The film has a great deal to say about celebrity culture and the possessiveness audiences can feel toward artists. Fans often want public figures to remain fixed in the role or image they themselves have embraced, and ‘Misery’ explores what happens when an artist tries to evolve beyond that. Paul wants to leave Misery behind; Annie absolutely refuses to let him.

Kathy Bates, in her Oscar-winning role, is extraordinary as Annie – at once absurdly over-the-top and deeply believable. It’s the psychological warfare between the two characters that gives the film its power. Like thrillers of the late 80s and early 90s such as ‘Fatal Attraction’, ‘Pacific Heights’, ‘Single White Female’ and ‘Cape Fear’, the film builds around the idea of an apparently ordinary individual who becomes terrifyingly unhinged, and who must ultimately be confronted and destroyed.

What’s especially effective is the gradual realization that Annie has no intention of letting Paul leave. At first she appears to be his rescuer, but it soon becomes clear he is effectively her prisoner. The only leverage he possesses is the manuscript she is coercing him into writing – resurrecting the very character he had already killed off. There’s something almost religious in Annie’s insistence that Misery must return, as though her own sanity depends upon it.

Critics at the time compared the dynamic between Annie and Paul to Bette Davis and Joan Crawford in ‘Whatever Happened to Baby Jane?’, and that feels apt. The line between care and destruction is constantly blurred. Paul is physically incapacitated, forced to rely on the very person imprisoning him, and must use his creativity as a survival mechanism. In a sense, Misery’s resurrection becomes tied to his own possible escape.

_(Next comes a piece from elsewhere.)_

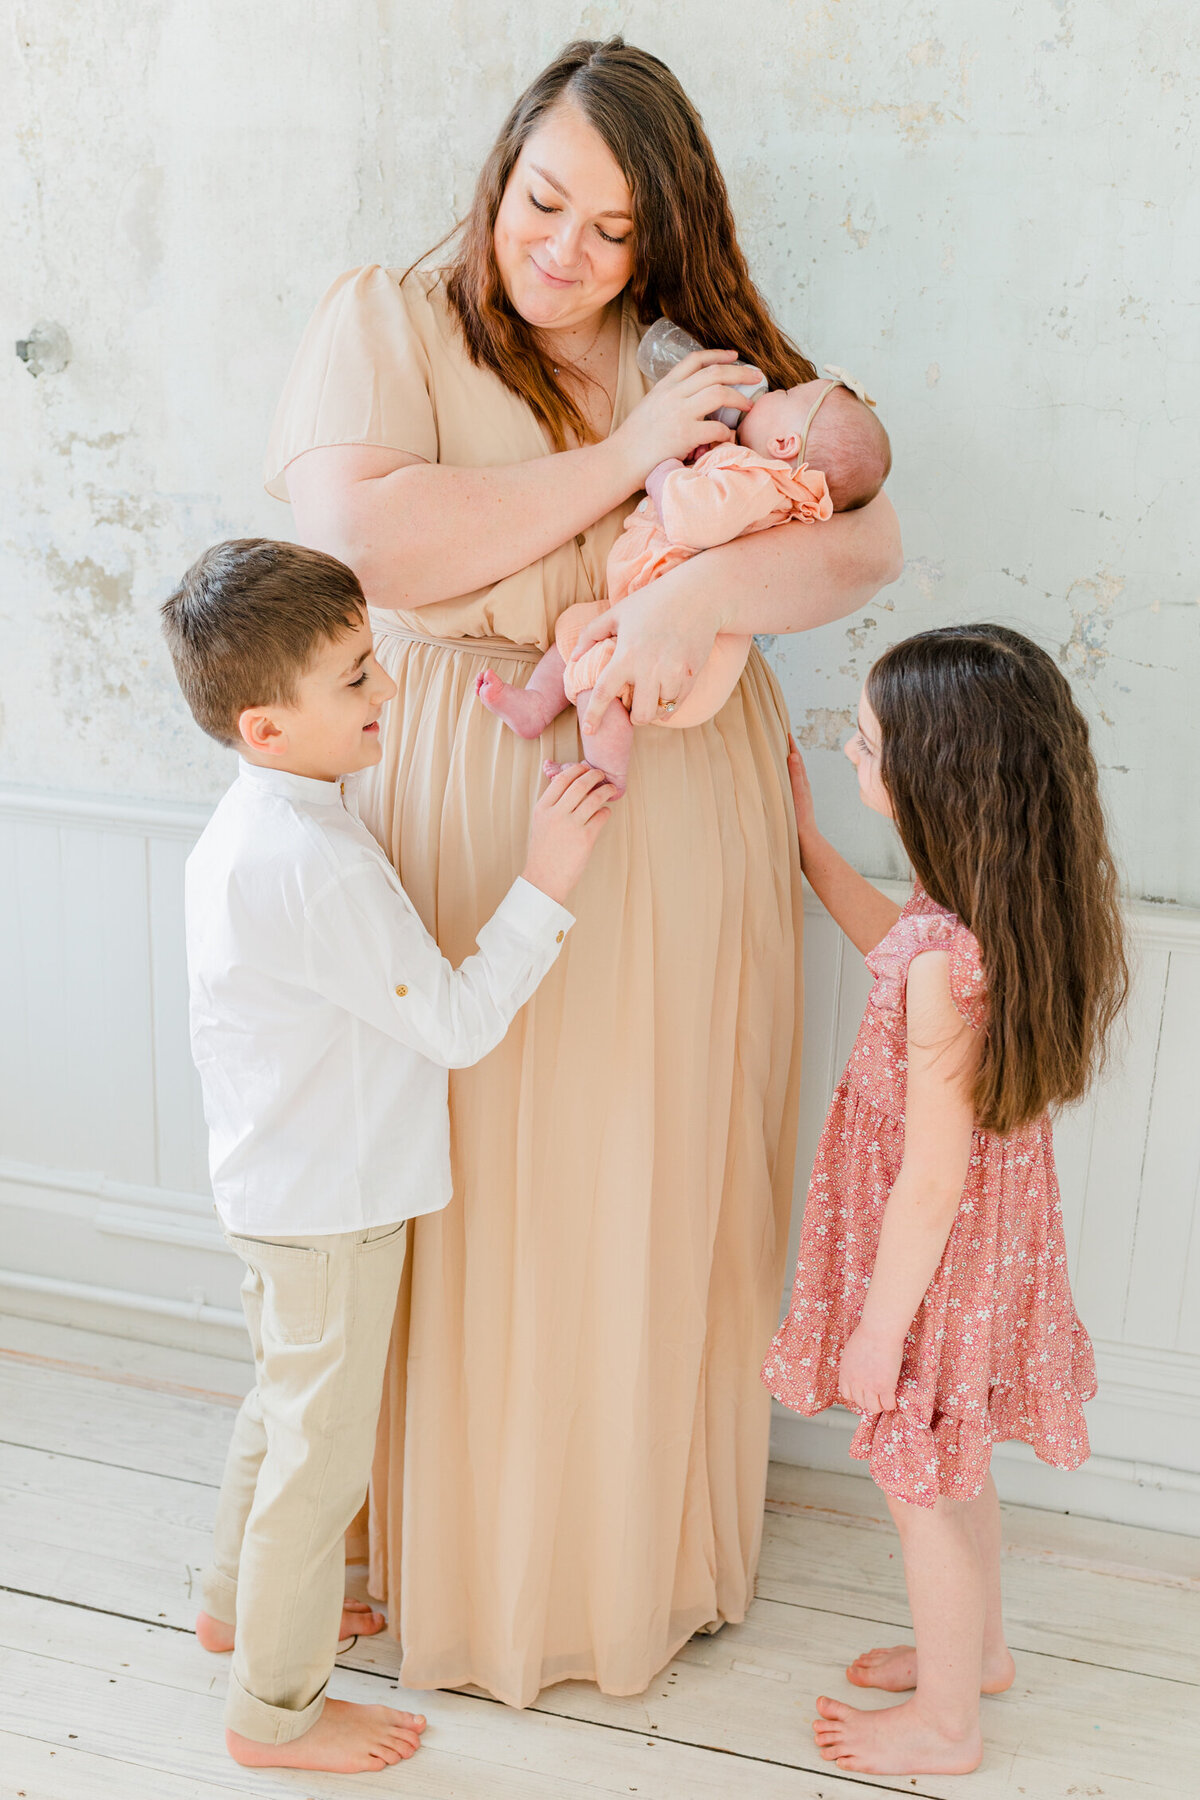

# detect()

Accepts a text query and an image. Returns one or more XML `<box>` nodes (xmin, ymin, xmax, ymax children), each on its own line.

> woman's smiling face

There’s also the haunting suggestion that the final chapter Paul writes for Misery may simultaneously become the final chapter of his own life. Directed by Rob Reiner, the film is masterfully grounded in human relationships. As in ‘A Few Good Men’ or ‘When Harry Met Sally’, Reiner understands character and emotional realism, and it’s precisely that ordinary, recognizable setting which makes the horror here feel so disturbingly plausible.